There is only one categorical imperative in golf, and that is to hit the ball. There are no minor absolutes.
When a putter is waiting his turn to hole out a putt of one or two feet in length, on which the match hangs at the last hole, it is of vital importance that he think of nothing. At this supreme moment he ought to fill his mind with vacancy. He must not even allow himself the consolation of religion.
"The caddie will only drink the more if overpaid," you say. Indeed! and to what good purpose do you apply the money you grudge to the poor?
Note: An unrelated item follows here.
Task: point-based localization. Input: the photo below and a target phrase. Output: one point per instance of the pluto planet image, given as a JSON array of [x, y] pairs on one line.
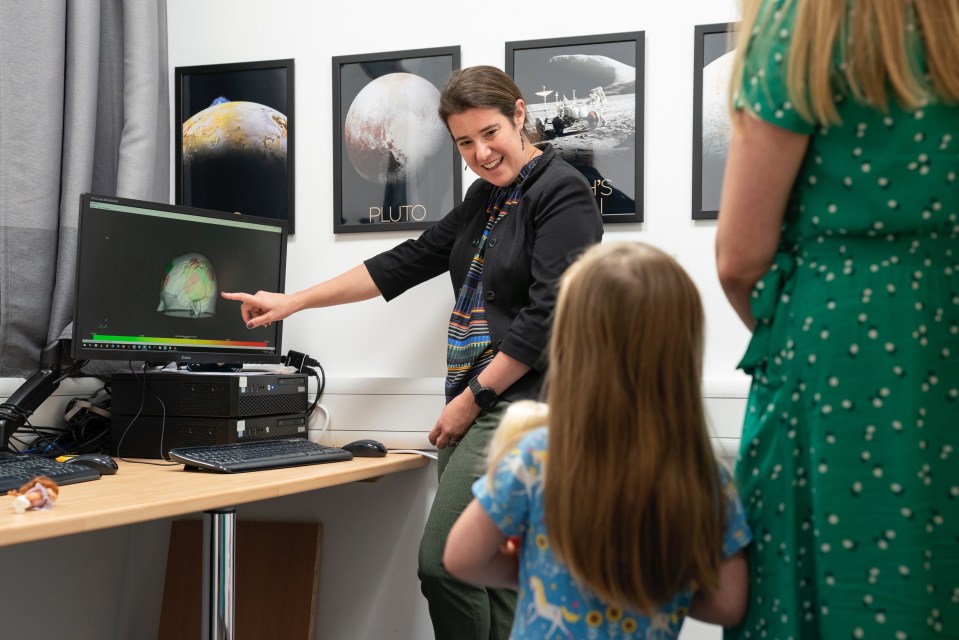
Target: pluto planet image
[[392, 128], [188, 287], [235, 159]]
Is there something nobler in your gout and dyspepsia than in my caddie's red nose?
There is no shape nor size of body, no awkwardness nor ungainliness, which puts good golf beyond reach. There are good golfers with spectacles, with one eye, with one leg, even with one arm. In golf, while there is life there is hope.
The grounds on which golf is played are called links, being the barren sandy soil from which the sea has retired in recent geological times. In their natural state links are covered with long, rank bent grass and gorse. Links are too barren for cultivation: but sheep, rabbits, geese and professionals pick up a precarious livelihood on them.
The poetic temperament is the worst for golf. It dreams of brilliant drives, iron shots laid dead, and long putts holed, while in real golf success waits for him who takes care of the foozles and leaves the fine shots to take care of themselves.
The player may experiment about with his swing, his grip, his stance. It is only when he begins asking his caddie's advice that he is getting on dangerous ground.
When five up express, as is polite, regret at laying a stymie, but rejoice in your heart.